Although the Alzheimer’s Society International and the World Health Organi­zation acknowledge that stigma has a central role in defining the experience of AD, how stigma may present, how clinicians and researchers can recognize and measure stigma, and how to best combat it have been understudied.3-5 A recent systematic literature review examined worldwide evidence on dementia-related stigma over the past decade.6 Hermann et al6 found that health care providers and the general public may hold stigmatizing attitudes toward PwD, and that stigma may be particularly harsh among racial and ethnic minorities, although the literature is scarce in this area. Cultural factors may also worsen stigma, and stigma may be associated with reduced awareness of dementia services and reduced help-seeking among minority groups.7,8 Studies show that stigmatizing attitudes are more pronounced in people with limited knowledge of dementia, in those with little contact with PwD, in men, in younger individuals, and in the context of cultural interpretations of dementia.6 Health care providers can also sometimes contribute to the perpetuation of stigma.6

In terms of standardized scales or instruments for evaluating dementia-related stigma, there is no uniformly accepted “gold standard” measure, which makes it difficult to compare studies.6 In order to effectively study efforts to reduce stigma, researchers need to identify and establish a consensus on rating scales for evaluating stigma among PwD, caregivers, and the general public.
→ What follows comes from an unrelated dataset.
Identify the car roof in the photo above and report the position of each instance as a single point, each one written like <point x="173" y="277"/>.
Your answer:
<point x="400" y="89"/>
Three instruments that may be used for this purpose are the Family Stigma in Alzheimer’s Disease Scale (FS-ADS),9 the Stigma Scale for Chronic Illness (SSCI),10 and the Perceptions Regarding Investigational Screening for Memory in Primary Care (PRISM-PC).11

The detrimental effects of stigma

Burgener et al12 reported that personal stigma impacted functioning and quality of life in PwD. Higher levels of stigma were associated with higher anxiety, depression, and behavioral symptoms and lower self-esteem, social support, participation in activities, personal control, and physical health.12 Personal characteristics that may affect stigma include gender, location (rural vs urban), ethnicity, education level, and living arrangements (alone vs with family).12

In a subset of PwD with early-stage memory loss (n = 22), Burgener and Buckwalter13 found that 42% of participants were reluctant to reveal their diagnosis to others, with some fearing they would no longer be allowed to live alone and would be “sent to a facility.” In addition, 46% indicated they did not want “to be talked about like they were not there.” More than 50% of participants reported changes in their social network after receiving the diagnosis, including reducing activities and limiting types of contacts (ie, telephone only) or interacting only when “people come to me.” Participants were most comfortable with good friends “who understand” and persons within their faith communities. When asked about how they were treated by family members, >50% of participants described being treated differently, including loss of financial independence, more limited contact, and being “treated like a baby” by their children, who in general were uncomfortable talking about the diagnosis.